素早く任務をこなすには彼らが適任だろう、自分が今まで見てきた限りでは。
皇国軍の裏をついて混乱させるべく、急遽組まれた少人数編成。候補生3人に指揮隊長、そしてサポートが1匹。
クラサメ自身は前持って聞いていたが、0組にこの事を話したのは今朝。勿論、編成を組む3人にだけだ。
「隊長、そろそろ時間か?」
「ああ。日の出と共にこちらも仕掛けるのが命令だ。エース、セブンは先陣を切れ。トレイはバックアップを。他は私とトンベリがなんとかする」
「「「了解」」」
一瞬だけ、3人の声が少し明らんだ空に舞い登り掠り鳴く蝉の声を掻き消した。
合図は、日の出。
ゆっくりとゆっくりと、静かな太陽が姿を現す。ジリジリと、ひんやりと。
「行くぞ」
カード、ウィップ、クロスボウ。
それぞれの武器を手にした朱いマントの彼らが地面を蹴った。目指すはイングラムの背後。

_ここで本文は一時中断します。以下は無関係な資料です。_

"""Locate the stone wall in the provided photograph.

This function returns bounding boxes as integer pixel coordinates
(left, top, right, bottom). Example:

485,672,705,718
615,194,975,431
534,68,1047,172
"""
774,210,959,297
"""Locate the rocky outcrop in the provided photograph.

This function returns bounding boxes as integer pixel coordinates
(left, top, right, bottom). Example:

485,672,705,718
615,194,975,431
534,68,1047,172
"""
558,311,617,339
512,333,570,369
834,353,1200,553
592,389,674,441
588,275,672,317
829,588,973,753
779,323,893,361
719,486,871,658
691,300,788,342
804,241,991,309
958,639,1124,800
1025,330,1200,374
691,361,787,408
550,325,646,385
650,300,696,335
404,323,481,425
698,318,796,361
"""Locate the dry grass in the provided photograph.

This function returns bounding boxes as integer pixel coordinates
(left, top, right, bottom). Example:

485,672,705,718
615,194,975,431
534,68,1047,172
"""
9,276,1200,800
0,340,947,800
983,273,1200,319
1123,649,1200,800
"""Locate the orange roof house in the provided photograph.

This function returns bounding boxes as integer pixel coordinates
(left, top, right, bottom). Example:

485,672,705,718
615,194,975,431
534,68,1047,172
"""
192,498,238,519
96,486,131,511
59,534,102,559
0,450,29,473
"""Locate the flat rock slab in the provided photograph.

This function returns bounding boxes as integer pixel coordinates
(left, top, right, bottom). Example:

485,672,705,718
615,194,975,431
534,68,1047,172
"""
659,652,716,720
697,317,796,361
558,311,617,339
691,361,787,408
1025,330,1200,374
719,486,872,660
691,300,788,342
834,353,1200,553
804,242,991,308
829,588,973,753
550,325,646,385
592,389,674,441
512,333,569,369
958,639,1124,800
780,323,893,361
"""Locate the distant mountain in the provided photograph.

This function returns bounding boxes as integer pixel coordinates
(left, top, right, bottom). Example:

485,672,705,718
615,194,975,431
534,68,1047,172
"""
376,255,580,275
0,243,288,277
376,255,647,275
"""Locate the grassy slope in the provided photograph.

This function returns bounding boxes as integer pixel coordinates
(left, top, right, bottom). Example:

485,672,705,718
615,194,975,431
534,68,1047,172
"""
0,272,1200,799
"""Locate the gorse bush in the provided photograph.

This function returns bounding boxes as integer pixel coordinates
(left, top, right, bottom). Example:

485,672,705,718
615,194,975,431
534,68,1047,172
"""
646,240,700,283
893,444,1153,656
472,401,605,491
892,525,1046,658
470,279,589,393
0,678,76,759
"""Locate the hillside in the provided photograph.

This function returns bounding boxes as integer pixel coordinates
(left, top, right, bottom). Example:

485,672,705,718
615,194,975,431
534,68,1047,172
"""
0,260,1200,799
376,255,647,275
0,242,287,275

クラサメも具現化した氷剣を片手に彼らの後を追う。そしてそんな彼の横でトンベリもまた包丁を握る。
登りだした日が徐々に姿を現した。
その時だった。
「っうわ!」
「エース、セブン……!」
先陣を切り駆けていたエースとセブンの真正面で、突如大きな火柱が上がる。
砂煙を含んだ爆風が激しく吹き荒れ、視界の悪さに目元を腕で覆う。
「っ隊長、あれは……」
無理矢理に開いた視界に見えたのは此方へ向かってくる皇国兵の部隊。少しまだ遠くハッキリと確認は出来ないが間違いない。
しかし目立った行動は取っていない。普通ならばこんなに早く気付かれるはずがない。ましてや確認出来た兵士達はそこそこの人数が揃っている。
考えられる線は1つだった。
クラサメは、1度瞼をキツく閉じた。
「エース、セブン、トレイ、先に行け!ここで足止めされる訳にはいかない」
足を止めた候補生3人へ腕を伸ばし先に進めと指示する。
どうせ前進したところで向かってくる部隊と衝突するのは決まりきった事。
「っしかし隊長」
「ここは私に任せろ。トンベリ、彼らを頼んだぞ」
だんだんと砂煙が晴れていく。
「お前たちなら、出来る」
そう伝えると、3人は強く頷きクラサメに背を向けた。トンベリが少しだけ名残惜しそうに彼を見るがクラサメはそっと首を横に振るとトンベリの頭をぽん、と撫でた。
日が昇る。
3人の姿が消えると辺りに再び静寂が訪れて蝉が鳴いた。ぐっと、レザーグローブ越しに氷剣の柄を握り直し、緩めた。
沈黙していた大地が色を取り戻す。
舞い上がっていた砂が止み、暖かな夜明けの陽射しが彼女を照らす。
酷く冷え込む朝だった。
ミリテスの土地だからか、秋の空気に片足を踏み出しているからか、それとも。
「これで、終わるな」
彼の心の体温が、か。
姿を現した太陽と、掠れた蝉の鳴き声。